Is there anything that is not falling off from the 24-70 f2.8L II? First the front lens coating and now the hood…


----------



## nc0b (Apr 4, 2016)

*Re: 24-70 f/2.8 II Lens Hood Falls Off?*

My 24-105mm hood is really tight, mounted either way, and has never fallen off. The way it works I think it would be impossible to fall off. Likewise with a Zeiss 18mm f3.5 lens hood, no way it could fall off. Have never had my 70-200mm II hood fall off, and have only had the 100-400mm II for a few weeks. It is a little more finicky when mounting it normal or reversed. I love the built-in hoods of the 400mm f/5.6 and 300mm f/4. Too bad newer lenses aren't that convenient. The hood for the 16-35mm f/4 is a little looser than any other lenses I have. I do a lot of walking on the Pawnee Grass Land in Colorado, so if a hood ever fell off I likely would never hear it fall.


----------



## Eldar (Apr 4, 2016)

*Re: 24-70 f/2.8 II Lens Hood Falls Off?*



midluk said:


> Is there anything that is not falling off from the 24-70 f2.8L II? First the front lens coating and now the hood…


Apart from the hood, the lens is fantastic, with absolutely no problems.


----------



## RustyTheGeek (Apr 26, 2016)

*Re: 24-70 f/2.8 II Lens Hood Falls Off?*

A quick update... I received the JJC 3rd party lens hood. Price was right and other than the black velvet on the inside of the hood, it is virtually identical to the OEM hood in every way... including the loose fit. 

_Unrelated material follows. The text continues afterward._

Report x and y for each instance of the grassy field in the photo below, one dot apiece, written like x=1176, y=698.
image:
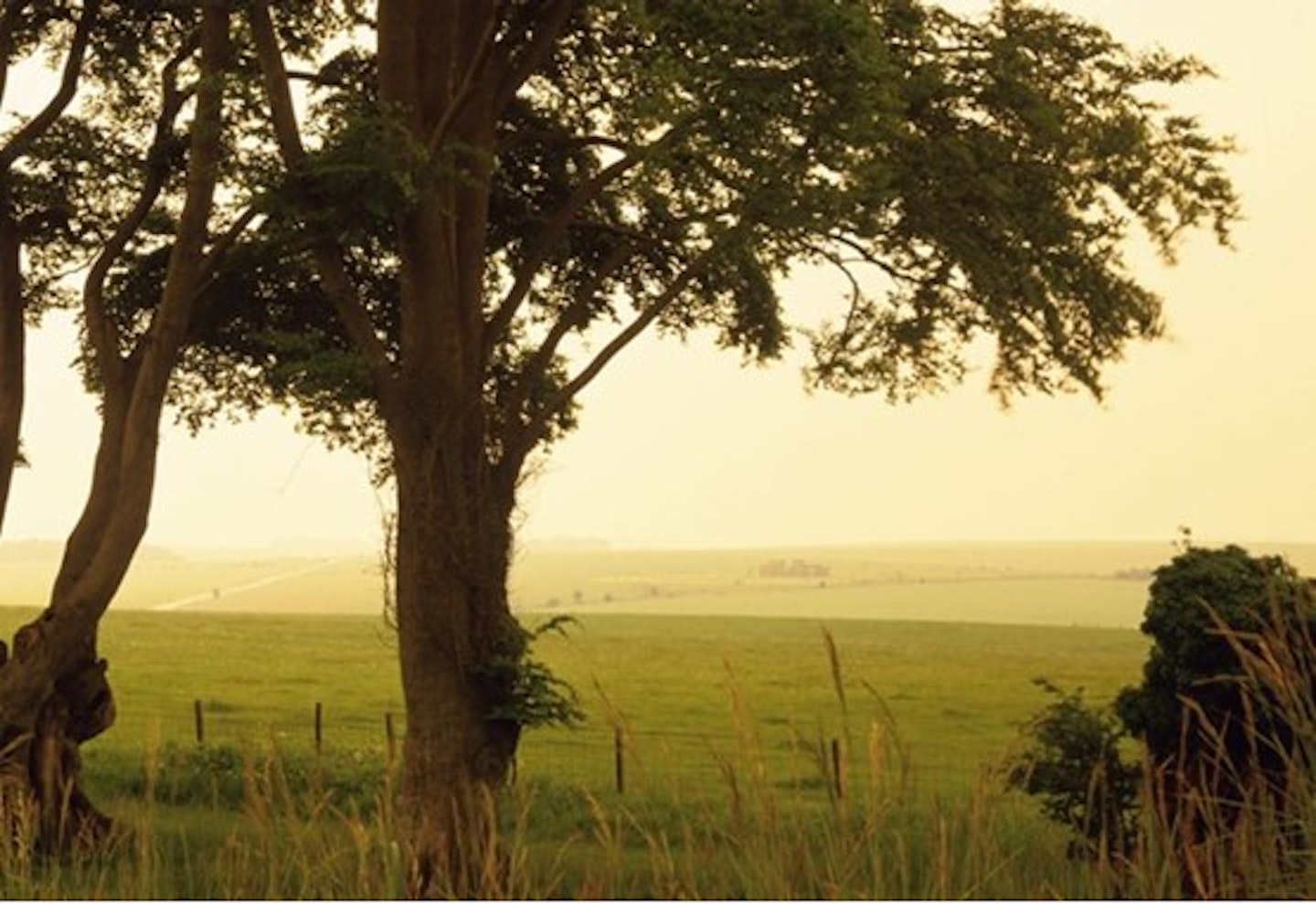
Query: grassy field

So... like so many other highly thought out and engineered fixes... out came the gaffer tape. Problem solved with a small black strip near the button. It was easier than I thought and now solid as a rock. Plus, now I have a low priced hood that I don't mind damaging or losing. In fact, I'll probably add more gaffer tape to the outside of the hood in case of future need and to make the hood feel more dense and less "plastic-y".


----------



## Mt Spokane Photography (Apr 26, 2016)

*Re: 24-70 f/2.8 II Lens Hood Falls Off?*



RustyTheGeek said:


> Based on replies so far, I agree with the previous comments...
> 
> - it is a looser fit than the 70-200
> - the hood is thinner / more flexible
> ...



If Sigma does not have a fix, those with issues need to write or bug them for a fix. They do not get reliable feedback from reading forums unless its a really serious issue.

You can get thin mylar tape that might build up the area inside the hood without being visible when the hood is removed. Mylar is tough and does not degrade with age. That blue tape that comes with printers is mylar. It needs to be thin enough to countour to the internal bayonet. I have no idea if it will help.


----------



## RustyTheGeek (Apr 26, 2016)

*Re: 24-70 f/2.8 II Lens Hood Falls Off?*



Mt Spokane Photography said:


> RustyTheGeek said:
> 
> 
> > Based on replies so far, I agree with the previous comments...
> ...



Thanks for the idea! Also, FYI - this is a Canon Lens, not Sigma. (But I get the point.)


----------



## YuengLinger (Apr 27, 2016)

My 24-70mm 2.8 II hood is a PITA, easy to put on wrong, then hard to get off quickly. 

But it has never fallen off.

The other hood I don't like, because it is just too tight and feels like I'm wrenching the mounts if I don't hold the lens during removal, is the Sigma 35mm Art. But it doesn't fall off either.


----------



## RustyTheGeek (Apr 27, 2016)

I guess I'm not the only one who can't sleep this morning. :-\

So... I"m a little cranky. Is it too much to ask that a lens of this quality and price have a slightly better fitting lens hood? Come on Canon! This stuff is tested to death before it's released. Did no one notice that this (shorter but larger diameter than the 70-200) lens hood design just doesn't work as well as the previous bayonet design?

Waah. :'( :-[

OK, whine-fest rant is done. :-X


----------



## AE-1Burnham (Apr 27, 2016)

The pre-lock-design hood from my Canon 24 F/1.4 L II has been "modded" with gaffer tape so that it does not fall off or spin around.
NOTE: When new it was a nice fit but over the years it became quite loose and was falling off or showing up in images here and there.


----------



## pwp (Apr 27, 2016)

I lost two genuine hoods from my 24-70 f/2.8II, both lost during busy, very crowded events where I'm bumping into people, and squeezing past packed tables. Sometimes you've just got to shove through or miss the shot. I suspect the little release button was getting bumped. I bought another two cheapie clone hoods from eBay, and guess what, I've still got an unused spare. ???

There was a thread just like this last year some time, and someone suggested putting the hood on upside down which leaves the release button on the other side where it's arguably less vulnerable. Seems to work! Give it a try.

But yes, it's a definite design fault in this otherwise tantalizingly close to perfect lens.

-pw


----------